The best way is to use google: site:example.com word1 OR word2 OR word3
Do you want to search in ONE PAGE? or one website with MULTIPLE PAGES?
If its only one page i think you can store the html code in memory without problems.
if you know exactly what you search strpos for reach word will probably be the fastest (stripos for case insensitive). you can also define your own character class and use preg_match_all or something... just something like this will do...
<?
$keywords = array("word1","word2","word3");
$doc = strip_tags(file_get_contents("http://www.example.com")); // remove tags to get only text
$doc = preg_replace('/\s+/', ' ',$doc); // remove multiple whitespaces...
foreach($keywords as $word) {
$pos = stripos($doc,$word);
if($pos !== false) {
echo "match: ...".str_replace($word,"<em>$word</em>",substr($doc,$pos-20,50))."... \n";
}
}
?>
something like the following for example will perform MUCH faster as its based on hashmap lookups with O(1) and doesnt need to scan the whole text for every keyword...
<?
setlocale(LC_ALL, "en_US.utf8");
$keywords = array("word1","word2","word3","word4");
$doc = file_get_contents("http://www.example.com");
$doc = strtolower($doc);
$doc = preg_replace('!/\*.*?\*/!s', '', $doc);
$doc = preg_replace("/<!--.*>/i", "", $doc);
$doc = preg_replace('!<script.*?script>!s', '', $doc);
$doc = preg_replace('!<style.*?style>!s', '', $doc);
$doc = strip_tags($doc);
$doc = preg_replace('/[^0-9a-z\s]/','',$doc);
$doc = iconv('UTF-8', 'ASCII//TRANSLIT', $doc); // check if encoding is really utf8
//$doc = preg_replace('{(.)\1+}','$1',$doc); remove duplicate chars ... possible step to add even more fuzzyness
$doc = preg_split("/\s+/",trim($doc));
foreach($keywords as $word) {
$word = strtolower($word);
$word = iconv('UTF-8', 'ASCII//TRANSLIT', $word);
$key = array_search($word,$doc);
var_dump($key);
if($key !== false) {
echo "match: ";
for($i=$key;$i<=5 && isset($doc[$i]);$i++) {
echo $doc[$i]." ";
}
}
}
?>
this code is untested.
it would be however be more elegant to dump textnodes from a domdocument
Simple searching is easy.
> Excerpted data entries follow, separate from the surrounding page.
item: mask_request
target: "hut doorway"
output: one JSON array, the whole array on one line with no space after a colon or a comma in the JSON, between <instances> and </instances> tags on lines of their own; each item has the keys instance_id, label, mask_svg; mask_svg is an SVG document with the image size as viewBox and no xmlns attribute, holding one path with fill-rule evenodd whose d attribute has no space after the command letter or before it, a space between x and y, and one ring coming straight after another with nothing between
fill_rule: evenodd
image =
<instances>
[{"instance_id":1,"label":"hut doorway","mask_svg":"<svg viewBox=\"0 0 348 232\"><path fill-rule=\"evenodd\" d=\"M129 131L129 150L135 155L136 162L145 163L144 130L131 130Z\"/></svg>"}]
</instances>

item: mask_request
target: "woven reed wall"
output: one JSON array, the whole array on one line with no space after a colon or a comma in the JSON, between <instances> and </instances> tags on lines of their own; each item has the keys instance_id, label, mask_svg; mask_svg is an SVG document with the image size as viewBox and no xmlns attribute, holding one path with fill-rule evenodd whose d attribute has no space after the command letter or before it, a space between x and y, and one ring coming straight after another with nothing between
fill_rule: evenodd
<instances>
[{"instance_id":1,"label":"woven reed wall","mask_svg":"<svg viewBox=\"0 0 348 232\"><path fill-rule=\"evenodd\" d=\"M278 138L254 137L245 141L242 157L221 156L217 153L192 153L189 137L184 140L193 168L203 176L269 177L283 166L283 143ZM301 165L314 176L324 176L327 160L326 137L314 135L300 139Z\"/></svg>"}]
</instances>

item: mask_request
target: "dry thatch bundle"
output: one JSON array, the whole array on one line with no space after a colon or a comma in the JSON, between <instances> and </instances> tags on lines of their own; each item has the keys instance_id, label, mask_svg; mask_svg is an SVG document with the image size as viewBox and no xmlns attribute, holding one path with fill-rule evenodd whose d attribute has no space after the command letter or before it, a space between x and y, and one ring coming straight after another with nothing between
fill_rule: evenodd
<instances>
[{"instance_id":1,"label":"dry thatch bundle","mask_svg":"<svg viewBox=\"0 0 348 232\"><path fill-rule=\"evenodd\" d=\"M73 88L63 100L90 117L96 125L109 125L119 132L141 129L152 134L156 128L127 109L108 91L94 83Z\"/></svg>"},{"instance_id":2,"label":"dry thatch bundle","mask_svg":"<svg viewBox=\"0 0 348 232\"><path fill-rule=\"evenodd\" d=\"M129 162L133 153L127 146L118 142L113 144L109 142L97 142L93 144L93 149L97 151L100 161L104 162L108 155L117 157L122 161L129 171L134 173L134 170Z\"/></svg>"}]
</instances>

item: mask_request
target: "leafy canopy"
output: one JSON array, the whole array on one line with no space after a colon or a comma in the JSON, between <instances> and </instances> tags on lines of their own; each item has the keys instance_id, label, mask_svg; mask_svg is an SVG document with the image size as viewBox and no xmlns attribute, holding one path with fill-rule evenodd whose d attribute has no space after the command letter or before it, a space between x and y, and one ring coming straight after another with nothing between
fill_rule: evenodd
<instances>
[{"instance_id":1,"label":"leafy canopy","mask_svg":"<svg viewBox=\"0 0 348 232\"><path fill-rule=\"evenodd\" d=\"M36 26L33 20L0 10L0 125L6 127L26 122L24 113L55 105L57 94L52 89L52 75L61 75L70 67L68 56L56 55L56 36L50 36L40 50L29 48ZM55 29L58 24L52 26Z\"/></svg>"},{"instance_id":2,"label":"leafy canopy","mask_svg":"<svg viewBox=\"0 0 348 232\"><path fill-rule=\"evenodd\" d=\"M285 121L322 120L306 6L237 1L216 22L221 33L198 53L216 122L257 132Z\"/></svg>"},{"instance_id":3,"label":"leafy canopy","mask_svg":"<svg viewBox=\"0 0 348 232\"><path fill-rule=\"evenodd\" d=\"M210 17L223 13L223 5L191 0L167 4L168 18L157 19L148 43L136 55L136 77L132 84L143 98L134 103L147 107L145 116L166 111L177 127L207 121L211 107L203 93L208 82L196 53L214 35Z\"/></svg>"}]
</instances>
If you want to search in a whole website the crawling logic is difficult.
I once did a backlink-checker for a company that worked like a crawler.
My first advice is not to do a recursion (like scanning a page and following all links and following all links in that until you reach a certain level...)
rather do it like this:
do a for loop as often as many levels you want to crawl.
set a site array with one entry (start page)
pass array to a function downloads every link, scans the site there and stores links on it in array.
when done with all links return the new link list array
in the for loop update the array with the return value of the function, and call the function again.
this way you can avoid following nasty paths but rather crawl website level by level.
also store already visited links in an array to skip, dont follow external links, check for weird url parameters etc..
for future use you can store documents in lucene or solr, there are classes to turn html pages into senseful lucene objects and search within.